Operating System Essential Anti-Virus

Under the hood of your computer you say?  Isn’t that where an operating system is supposed to exist for the most part?

An operating system should protect itself from viruses.  You shouldn’t need to have to install software on a computer system to guard against unapproved subversion of its operating system.  There are two ways to make this happen:

By Design

The operating system should be designed with application structure and process structure that makes security compromise difficult. I’ve always come down on hard on Microsoft for building too much power into things inappropriately.  Like ActiveX – do you really want some website able to run software on your computer and make changes to your hard drive?  Microsoft’s learned the hard way that exposing  application power and flexibility is unwise.
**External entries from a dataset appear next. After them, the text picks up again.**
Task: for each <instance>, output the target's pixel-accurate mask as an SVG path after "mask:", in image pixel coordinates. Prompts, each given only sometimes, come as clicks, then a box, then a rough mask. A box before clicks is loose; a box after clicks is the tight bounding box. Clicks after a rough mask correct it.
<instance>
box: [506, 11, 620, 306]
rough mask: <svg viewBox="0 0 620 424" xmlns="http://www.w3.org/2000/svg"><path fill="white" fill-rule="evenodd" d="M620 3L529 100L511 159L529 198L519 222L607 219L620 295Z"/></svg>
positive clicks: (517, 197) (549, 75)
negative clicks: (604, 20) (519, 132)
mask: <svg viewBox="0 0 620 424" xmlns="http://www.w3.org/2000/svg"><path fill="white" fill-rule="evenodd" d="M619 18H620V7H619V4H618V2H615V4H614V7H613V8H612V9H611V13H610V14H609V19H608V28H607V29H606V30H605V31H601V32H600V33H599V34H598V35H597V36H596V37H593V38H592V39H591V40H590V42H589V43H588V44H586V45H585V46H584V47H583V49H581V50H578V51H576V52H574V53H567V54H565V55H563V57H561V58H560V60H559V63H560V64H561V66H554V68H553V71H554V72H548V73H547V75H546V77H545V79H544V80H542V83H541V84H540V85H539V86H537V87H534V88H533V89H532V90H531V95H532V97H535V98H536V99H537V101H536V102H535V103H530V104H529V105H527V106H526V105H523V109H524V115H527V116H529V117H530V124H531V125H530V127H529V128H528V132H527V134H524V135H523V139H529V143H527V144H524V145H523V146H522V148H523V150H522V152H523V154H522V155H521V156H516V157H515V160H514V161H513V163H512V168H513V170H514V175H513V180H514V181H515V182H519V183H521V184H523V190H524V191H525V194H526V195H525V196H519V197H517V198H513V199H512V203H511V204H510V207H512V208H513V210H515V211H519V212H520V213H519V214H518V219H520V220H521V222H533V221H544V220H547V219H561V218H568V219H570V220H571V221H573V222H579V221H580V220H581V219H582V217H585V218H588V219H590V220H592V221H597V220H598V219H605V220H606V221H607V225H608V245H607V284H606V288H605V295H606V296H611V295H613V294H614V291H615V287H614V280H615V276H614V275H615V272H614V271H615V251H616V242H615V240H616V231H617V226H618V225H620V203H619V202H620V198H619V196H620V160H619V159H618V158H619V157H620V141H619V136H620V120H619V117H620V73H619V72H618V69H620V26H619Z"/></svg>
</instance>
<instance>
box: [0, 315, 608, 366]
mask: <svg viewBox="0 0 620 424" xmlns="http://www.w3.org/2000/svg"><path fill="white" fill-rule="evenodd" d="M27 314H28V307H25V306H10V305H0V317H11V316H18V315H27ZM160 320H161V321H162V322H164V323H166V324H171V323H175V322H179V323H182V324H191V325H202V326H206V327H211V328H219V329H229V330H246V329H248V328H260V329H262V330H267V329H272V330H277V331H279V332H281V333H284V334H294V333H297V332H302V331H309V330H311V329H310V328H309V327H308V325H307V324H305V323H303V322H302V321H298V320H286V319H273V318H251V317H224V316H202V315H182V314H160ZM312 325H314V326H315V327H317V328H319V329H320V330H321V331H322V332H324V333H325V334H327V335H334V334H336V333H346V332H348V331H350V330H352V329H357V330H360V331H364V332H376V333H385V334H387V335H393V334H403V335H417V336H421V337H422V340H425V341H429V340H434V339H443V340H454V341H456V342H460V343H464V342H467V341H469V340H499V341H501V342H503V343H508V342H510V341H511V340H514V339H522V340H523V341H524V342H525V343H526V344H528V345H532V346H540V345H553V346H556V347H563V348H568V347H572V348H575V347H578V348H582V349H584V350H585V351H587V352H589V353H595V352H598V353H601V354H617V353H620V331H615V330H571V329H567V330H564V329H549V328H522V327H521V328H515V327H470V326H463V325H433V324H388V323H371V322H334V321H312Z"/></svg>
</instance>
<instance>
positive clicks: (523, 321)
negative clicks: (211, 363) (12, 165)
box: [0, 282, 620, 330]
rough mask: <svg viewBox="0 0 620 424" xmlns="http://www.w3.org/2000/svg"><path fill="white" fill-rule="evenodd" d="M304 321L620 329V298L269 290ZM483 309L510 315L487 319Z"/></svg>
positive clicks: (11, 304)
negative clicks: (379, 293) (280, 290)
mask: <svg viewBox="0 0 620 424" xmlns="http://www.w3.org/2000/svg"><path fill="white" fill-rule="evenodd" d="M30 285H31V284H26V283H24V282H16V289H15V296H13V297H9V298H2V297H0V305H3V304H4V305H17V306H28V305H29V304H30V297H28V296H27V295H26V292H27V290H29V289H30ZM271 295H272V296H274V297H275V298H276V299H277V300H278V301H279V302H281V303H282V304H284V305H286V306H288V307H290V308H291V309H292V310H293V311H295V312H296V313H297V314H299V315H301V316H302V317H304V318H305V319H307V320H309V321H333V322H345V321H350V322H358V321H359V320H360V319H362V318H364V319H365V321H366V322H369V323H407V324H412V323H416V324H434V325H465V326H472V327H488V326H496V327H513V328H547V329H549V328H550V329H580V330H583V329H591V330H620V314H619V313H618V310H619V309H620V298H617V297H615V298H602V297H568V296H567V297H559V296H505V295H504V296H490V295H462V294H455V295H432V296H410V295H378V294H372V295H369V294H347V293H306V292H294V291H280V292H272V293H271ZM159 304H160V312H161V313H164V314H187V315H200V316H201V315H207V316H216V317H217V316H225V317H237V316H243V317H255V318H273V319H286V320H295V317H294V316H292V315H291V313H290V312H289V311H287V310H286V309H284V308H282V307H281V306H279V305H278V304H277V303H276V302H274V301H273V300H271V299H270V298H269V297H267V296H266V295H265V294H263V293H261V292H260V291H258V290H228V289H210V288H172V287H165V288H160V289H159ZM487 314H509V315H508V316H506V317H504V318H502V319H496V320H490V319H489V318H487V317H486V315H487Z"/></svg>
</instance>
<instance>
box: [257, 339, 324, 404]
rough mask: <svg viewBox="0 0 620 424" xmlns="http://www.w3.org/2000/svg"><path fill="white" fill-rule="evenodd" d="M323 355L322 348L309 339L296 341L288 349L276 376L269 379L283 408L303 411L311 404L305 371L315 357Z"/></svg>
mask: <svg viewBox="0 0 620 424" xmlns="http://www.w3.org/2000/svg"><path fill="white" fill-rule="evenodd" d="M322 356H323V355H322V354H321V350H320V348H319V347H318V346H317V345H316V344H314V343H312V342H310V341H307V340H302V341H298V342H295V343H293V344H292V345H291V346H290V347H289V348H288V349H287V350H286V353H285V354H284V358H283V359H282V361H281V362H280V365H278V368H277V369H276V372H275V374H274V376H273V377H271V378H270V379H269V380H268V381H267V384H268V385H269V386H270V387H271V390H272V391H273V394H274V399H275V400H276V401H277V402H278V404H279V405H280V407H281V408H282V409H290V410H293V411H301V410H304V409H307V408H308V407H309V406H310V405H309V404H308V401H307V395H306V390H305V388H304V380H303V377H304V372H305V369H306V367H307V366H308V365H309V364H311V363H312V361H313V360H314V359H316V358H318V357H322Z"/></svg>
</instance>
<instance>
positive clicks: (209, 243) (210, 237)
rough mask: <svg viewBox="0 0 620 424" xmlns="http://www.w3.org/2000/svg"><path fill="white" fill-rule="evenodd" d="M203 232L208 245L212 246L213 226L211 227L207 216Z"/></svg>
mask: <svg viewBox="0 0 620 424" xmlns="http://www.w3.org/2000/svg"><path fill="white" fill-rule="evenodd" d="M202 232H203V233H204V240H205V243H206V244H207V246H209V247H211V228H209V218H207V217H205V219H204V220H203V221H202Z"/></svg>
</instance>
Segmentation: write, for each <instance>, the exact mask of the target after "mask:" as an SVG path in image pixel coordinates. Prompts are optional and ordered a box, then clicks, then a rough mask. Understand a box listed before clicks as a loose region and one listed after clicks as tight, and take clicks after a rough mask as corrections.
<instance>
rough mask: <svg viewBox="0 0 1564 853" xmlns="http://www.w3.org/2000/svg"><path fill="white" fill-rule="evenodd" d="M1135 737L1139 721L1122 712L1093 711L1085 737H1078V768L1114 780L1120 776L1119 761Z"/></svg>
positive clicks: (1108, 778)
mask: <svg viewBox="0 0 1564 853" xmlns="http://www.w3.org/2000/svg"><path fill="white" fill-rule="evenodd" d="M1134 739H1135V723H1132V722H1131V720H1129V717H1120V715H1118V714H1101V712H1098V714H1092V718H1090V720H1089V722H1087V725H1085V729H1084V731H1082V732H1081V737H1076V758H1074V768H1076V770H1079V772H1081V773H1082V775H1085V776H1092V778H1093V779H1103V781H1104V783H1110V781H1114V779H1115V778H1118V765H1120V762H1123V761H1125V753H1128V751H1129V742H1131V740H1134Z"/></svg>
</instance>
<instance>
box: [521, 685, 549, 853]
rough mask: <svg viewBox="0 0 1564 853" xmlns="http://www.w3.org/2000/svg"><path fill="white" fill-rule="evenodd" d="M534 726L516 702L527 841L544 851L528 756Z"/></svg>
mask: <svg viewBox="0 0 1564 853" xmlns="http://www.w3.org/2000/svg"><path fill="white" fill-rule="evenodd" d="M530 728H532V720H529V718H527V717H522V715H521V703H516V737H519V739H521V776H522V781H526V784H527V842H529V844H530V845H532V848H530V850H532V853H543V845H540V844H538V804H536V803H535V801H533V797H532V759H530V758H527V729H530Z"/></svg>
Not to say that Linux and variants are immune – they’re not.  But in general, applications that you install on these machines never make any changes to system files, and if they do, you have to give them permission.

Active Analysis

Enter: Anti-virus software.  People on Linux and Macs still don’t mess with it much – they just keep their operating systems up to date.  Even so, some degree of active protection should also be built into the operating system itself.  Maybe the OS could provide hooks for third parties to better analyze data as it’s read, too, but at a very basic level, some sort of semi-competent approach to active data scanning should happen right there at the application level as a feature of the OS itself.

I mean: Come on.  Look at all the cool stuff that your computer comes with out of the box that’s part of the operating system:  Media players and web browsers and image viewers and very basic editor capability, etc.

Kudos to Microsoft for adding Microsoft Security Essentials – the first OS-provided anti-virus solution, to their suite.